Tuesday, July 01, 2008

Decrypting and Restoring GPcode Encrypted Files

The futile attempt to directly attack the encryption algorithm used by the GPcode ransomware, is prompting Kaspersky Labs to invest in a more pragmatic solutions to the problem, with a new version of the StopGpcode tool released last week. More info :

"It turns out that if a user has files that are encrypted by Gpcode and versions of those same files that are unencrypted, then the pairs of files (the encrypted and corresponding unencrypted file) can be used to restore other files on the victim machine. This is the method that the StopGpcode2 tool uses.

Where can these unencrypted files be found? They may be the result of using PhotoRec. Moreover, these files may be found in a backup storage or on removable media (e.g., the original files of photographs copied to the hard disk of a computer that has been attacked by Gpcode may still be on a camera’s memory card). Unencrypted files may also have been saved somewhere on a network resource (e.g., films or video clips on a public server) that the Gpcode virus has not reached."

As the customer support desk behind GPcode pointed out in an interview, the malware is prone to evolve, and the simplistic file deletion process will be replaced by secure file deletion in order to render all data recovery tols useless, unless of course backups of the affected data are available.

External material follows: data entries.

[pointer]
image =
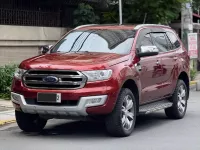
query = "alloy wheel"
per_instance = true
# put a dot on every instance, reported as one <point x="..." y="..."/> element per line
<point x="127" y="117"/>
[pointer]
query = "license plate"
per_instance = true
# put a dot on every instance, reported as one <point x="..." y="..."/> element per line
<point x="49" y="97"/>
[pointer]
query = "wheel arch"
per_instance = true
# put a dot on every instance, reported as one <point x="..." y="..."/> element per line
<point x="132" y="85"/>
<point x="184" y="76"/>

They often aren't, and depending on the importance of the files encrypted, the successful ransom is all a matter of the momentum.

"A person, presumably the author of Gpcode, contacted at one of the e-mail addresses left behind by the program stated that future development efforts will likely increase the key size to 4,096 bits, "if AV companies or other (people) crack the current key, but (that's) impossible. The self-proclaimed author, who used the name "Daniel Robertson," also said that other standard techniques to defeat antivirus will be added, including polymorphic encryption, anti-heuristic features and the ability to self propagate, turning the program into a computer virus. It well pays back itself," he said"

There are even more pragmatic approaches to dealing with this problem, next to backups undermining their business model. Try following the virtual money for instance.